The NFS promise is not “every write is durable”

NFS is not a block device protocol. It’s a file protocol with a contract that depends on what operations the client requests and what semantics
it expects.

With NFSv3, a client can send WRITE operations that the server may buffer. The WRITE reply can indicate whether the data is considered stable
(FILE_SYNC) or not (UNSTABLE). If it’s unstable, the client is expected to send a COMMIT to make it stable before
treating it as durable.

With NFSv4, the model evolves but the same fundamental question remains: what does the server promise at the moment it replies? The client may
use compound operations and different caching rules, but it still decides when to demand stability.

Stable write is a negotiation, not a vibe

“Stable” in NFS isn’t a philosophical concept. It’s concrete: stable means the server has put the write in non-volatile storage such that it
survives a crash consistent with the server’s rules. That can be battery-backed RAM, NVRAM, a disk with proper cache flush, or—on ZFS—typically
the ZIL/SLOG path for synchronous semantics.

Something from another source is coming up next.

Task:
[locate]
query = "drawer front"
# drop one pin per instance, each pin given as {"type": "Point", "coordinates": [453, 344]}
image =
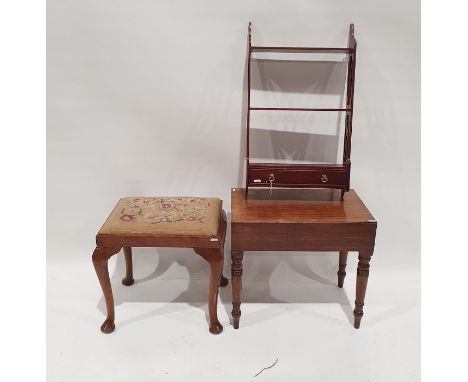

But the client doesn’t always ask for stable. It might issue unstable writes and send COMMIT later. Or it might rely on close-to-open semantics
and attribute caching, not durability semantics. Or the app might “commit” at the database layer while letting the OS buffer.

Two exact words that trigger very different worlds: fsync and O_DSYNC

Applications express durability needs using syscalls like fsync(), fdatasync(), and flags like O_SYNC /
O_DSYNC. On a local filesystem, these map fairly directly to “don’t lie to me.”

Over NFS, those calls turn into protocol-level operations that may include COMMIT or stable writes—depending on client settings. If the client
chooses to coalesce or delay COMMIT, your server might be “correct” but your app’s expectations might be violated after a crash.

Joke #1: NFS durability is like office politics—everyone agrees in the meeting, and then the real decisions happen in private.

ZFS side: sync, ZIL, SLOG, txg, and where the truth lives

Transaction groups: the big rhythm underneath everything

ZFS batches changes in memory and periodically commits them to disk in transaction groups (TXGs). This is a core performance strategy: it turns
random small writes into more sequential I/O patterns and lets ZFS optimize allocation.

The TXG cadence is typically on the order of a few seconds. That’s fine for asynchronous writes: the app gets an ACK quickly, and ZFS commits
later. But for synchronous writes, waiting for the next TXG commit is too slow. That’s where the ZIL comes in.

ZIL: intent logging for synchronous operations

The ZIL (ZFS Intent Log) records enough information about synchronous operations so they can be replayed after a crash. It’s not a full journal
of all changes. It’s a safety net specifically for operations that were acknowledged as “done” before the TXG made them permanent on disk.

Without a separate device, the ZIL lives on the main pool. With a separate log device (SLOG), ZFS can put those intent records on faster, low
latency storage, reducing the cost of synchronous ACKs.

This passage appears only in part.